How to do transfer learning on a pretrained downstream task model?
Closed this issue · 7 comments
Hi @ohmeow ,
Is it possible to use blurr
to do achieve this? I'm trying to do transfer learning on a pretrained NER task model with 39 labels (instead of a LM model like in your example) to a smaller NER dataset with only 5 labels. Unfortunately, I'm getting stuck on how to do so.
I tried 2 different ways but all lead to errors:
- Fill in
config.num_labels
task = HF_TASKS_AUTO.TokenClassification
pretrained_model_name = 'cahya/bert-base-indonesian-NER'
config = AutoConfig.from_pretrained(pretrained_model_name)
config.num_labels = len(labels) # 5
hf_arch, hf_config, hf_tokenizer, hf_model = BLURR_MODEL_HELPER.get_hf_objects(pretrained_model_name,
task=task,
config=config)
---------------------------------------------------------------------------
RuntimeError Traceback (most recent call last)
<ipython-input-24-b2c1babcdb91> in <module>
4 config.num_labels = len(labels) # 5
5
----> 6 hf_arch, hf_config, hf_tokenizer, hf_model = BLURR_MODEL_HELPER.get_hf_objects(pretrained_model_name,
7 task=task,
8 config=config)
/opt/conda/envs/fastai/lib/python3.8/site-packages/blurr/utils.py in get_hf_objects(self, pretrained_model_name_or_path, task, config, tokenizer_cls, model_cls, config_kwargs, tokenizer_kwargs, model_kwargs, cache_dir)

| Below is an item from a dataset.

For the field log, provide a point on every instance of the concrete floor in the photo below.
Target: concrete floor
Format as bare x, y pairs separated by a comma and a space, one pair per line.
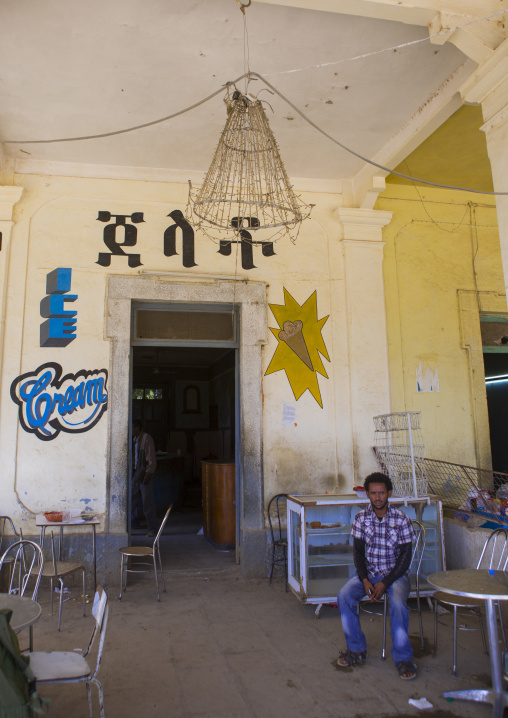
221, 646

175 model_cls = self.get_models(arch="auto", task=task.name)[0]
176
--> 177 model = model_cls.from_pretrained(pretrained_model_name_or_path,
178 config=config,
179 cache_dir=cache_dir,
/opt/conda/envs/fastai/lib/python3.8/site-packages/transformers/models/auto/modeling_auto.py in from_pretrained(cls, pretrained_model_name_or_path, *model_args, **kwargs)
1611
1612 if type(config) in MODEL_FOR_TOKEN_CLASSIFICATION_MAPPING.keys():
-> 1613 return MODEL_FOR_TOKEN_CLASSIFICATION_MAPPING[type(config)].from_pretrained(
1614 pretrained_model_name_or_path, *model_args, config=config, **kwargs
1615 )
/opt/conda/envs/fastai/lib/python3.8/site-packages/transformers/modeling_utils.py in from_pretrained(cls, pretrained_model_name_or_path, *model_args, **kwargs)
1155 )
1156 if len(error_msgs) > 0:
-> 1157 raise RuntimeError(
1158 "Error(s) in loading state_dict for {}:\n\t{}".format(
1159 model.__class__.__name__, "\n\t".join(error_msgs)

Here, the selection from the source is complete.